Beirut Chess by Carla Barchini
I chose chess because it is a game of strategy, with fixed rules but infinite possibilities—unlike Beirut, which every day resists both order and chaos through a thousand stratagems. One of these is precisely the transformation of construction tools and everyday objects into chess pieces, turning them into precious symbols. This act highlights an essential characteristic of the city: the attention to the appearance of what, in reality, is continuously built and self-destructed, depending on necessity. In Beirut, power is fluid, capable of changing form, playing at shifting positions.
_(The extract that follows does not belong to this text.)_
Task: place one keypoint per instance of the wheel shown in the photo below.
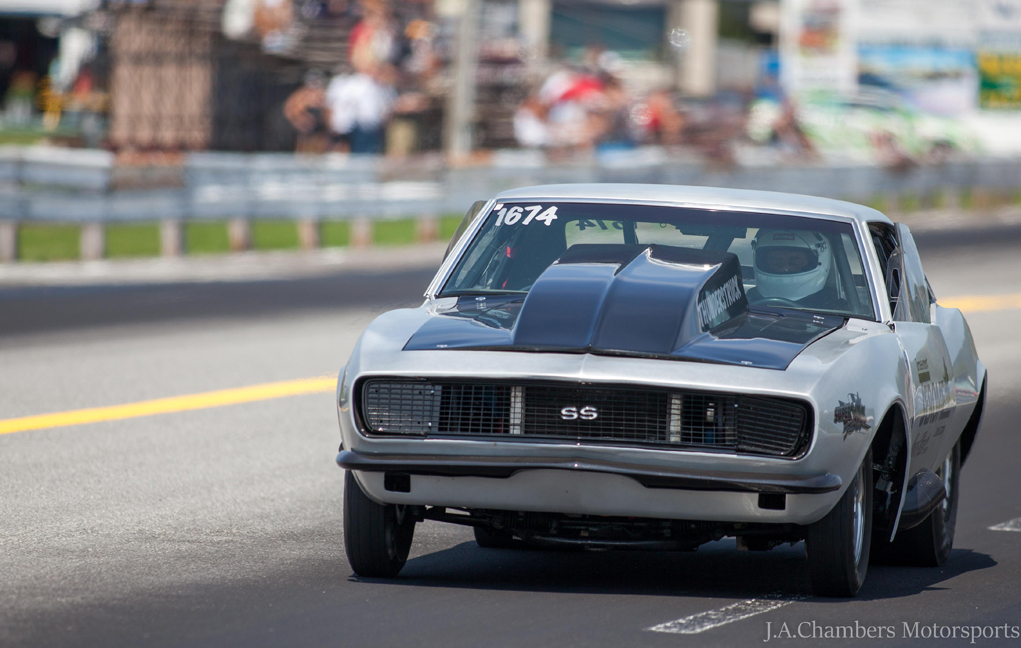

On my chessboard, the kings are not opponents but allies. Here, the game is not won with checkmate—the goal is not to eliminate the king but to allow power to transform in order to survive. The kings, in fact, stand outside the board, watching the moves from afar. The tiles can open up like escape routes. The king may be present or vanish into nothingness—sometimes in silence, sometimes with a deafening roar. Power shifts from hand to hand, moving from politics to extremists, from foreign influences to ordinary people, and for this reason, the installation adapts and transforms in the same way the city does. Pain and explosions coexist with the daily life of those who continue to resist, while beauty—fleeting and fragile—hides, if only for a moment, the relentless destruction and reconstruction that define Beirut.
This unstable balance is the paradox that keeps the city standing, a contradiction made evident by the wheels on which the entire chessboard rests. Moving in opposite directions, they make the game nearly impossible, forcing the territory to regenerate endlessly, to give birth to itself every day.